WHUMP! Franny went sailing down Broad Street for what must have been half a block, landing on the concrete pavement just in front of Joe Roche’s Sunoco gas station. Joe came running out and picked up Franny’s limp, motionless body, placed him gently on the sidewalk and went into the station to call an ambulance. Fortunately the volunteer fire department two blocks west had an ambulance service and the ambulance arrived within minutes, administered what aid they could
at the scene, then collected Franny and roared off to the hospital, sirens blaring. Franny had nearly every bone in his body broken and had sustained a life threatening head injury and concussion. The force of his brain slamming into his skull had produced inflammation so severe that a drain tube had to be inserted at the base of his skull. After several months in the hospital, he was discharged and went home to his family.
I lost track of Franny Gravatt after our game of ‘Car Chicken,’ but from time to time I would hear reports that he was in and out of Jamesburg Reformatory and finally winding up in state prison, serving time on a felony charge.
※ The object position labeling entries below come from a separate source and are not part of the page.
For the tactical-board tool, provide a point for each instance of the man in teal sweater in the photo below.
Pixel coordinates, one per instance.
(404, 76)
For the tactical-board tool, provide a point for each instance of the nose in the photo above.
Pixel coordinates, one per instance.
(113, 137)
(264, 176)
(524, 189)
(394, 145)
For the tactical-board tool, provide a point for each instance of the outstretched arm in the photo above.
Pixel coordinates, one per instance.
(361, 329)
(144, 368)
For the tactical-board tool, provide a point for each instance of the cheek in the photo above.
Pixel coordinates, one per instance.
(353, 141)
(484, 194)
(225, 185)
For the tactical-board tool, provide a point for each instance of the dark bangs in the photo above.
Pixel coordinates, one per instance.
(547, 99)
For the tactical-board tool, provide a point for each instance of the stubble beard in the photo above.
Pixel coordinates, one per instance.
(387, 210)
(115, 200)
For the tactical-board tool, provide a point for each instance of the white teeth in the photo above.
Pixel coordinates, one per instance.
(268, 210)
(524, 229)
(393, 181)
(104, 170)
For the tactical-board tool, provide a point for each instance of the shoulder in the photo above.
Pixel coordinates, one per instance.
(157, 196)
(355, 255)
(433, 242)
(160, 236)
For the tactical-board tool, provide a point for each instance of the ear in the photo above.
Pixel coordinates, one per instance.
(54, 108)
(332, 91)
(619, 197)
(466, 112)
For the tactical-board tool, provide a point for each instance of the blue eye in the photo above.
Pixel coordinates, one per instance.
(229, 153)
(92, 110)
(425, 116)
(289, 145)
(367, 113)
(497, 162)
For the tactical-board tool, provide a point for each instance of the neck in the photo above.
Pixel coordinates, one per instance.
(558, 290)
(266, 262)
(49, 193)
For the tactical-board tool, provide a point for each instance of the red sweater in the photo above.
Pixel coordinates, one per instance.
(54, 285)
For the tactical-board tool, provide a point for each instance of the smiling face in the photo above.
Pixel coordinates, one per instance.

Some years later I ran into Franny while I was home on leave from the Navy. I guess it was 1965 or 1966. I had gone to a party with a friend and there was Franny. He had bulked up considerably while in prison and had that ‘hard time’ look about him that one often senses around ex cons. We spoke of that day fifteen years ago when the DeSoto had almost killed him. I asked what he had been doing since he was paroled and he told me he was the captain of a yacht! Apparently Franny had gone to work as a deck hand on the 64 foot motor yacht Lanran, owned by a local general practitioner, Dr. James Dodge. Dr. Dodge’s medical office and home were several blocks west on Broad Street, just next door to the Tilton Family Bakery. The practice was a successful one, and nearly everyone in the neighborhood that had any sort of ailment, acute or chronic, consulted the good doctor. Franny had worked his way up from deck hand to captain of the Lanran in short order, and frequently skippered the boat from the Trenton Marine Terminal to Fort Lauderdale with Dr. Dodge and a female companion aboard. Eventually Mrs. Dodge must have gotten wind of all this and a nasty divorce proceeding ensued with both parties battling for ownership of the boat. A court order was issued to the effect that the Lanran was to remain moored at the Marine Terminal while the divorce was being settled in court. Ignoring the court order, Dr. Dodge and Franny cast off all lines and got underway for Fort Lauderdale on August 9, 1967. Aboard the yacht with Dodge and Franny were deckhand Christopher Brooks, Beverly Minotti, 28 and Minotti’s three year old daughter Kimberly.
Warrants were issued for the arrest of Dr. Dodge and Franny, warrants which would never be served. On August 11, 1967 while transiting Cape Hatteras in heavy seas the Lanran broke up and sank. All aboard were lost except Brooks who clung to a piece of the wheelhouse for three days before being picked up by a passing freighter. Dr. Dodge, Ms. Minotti, her daughter and Franny were never found.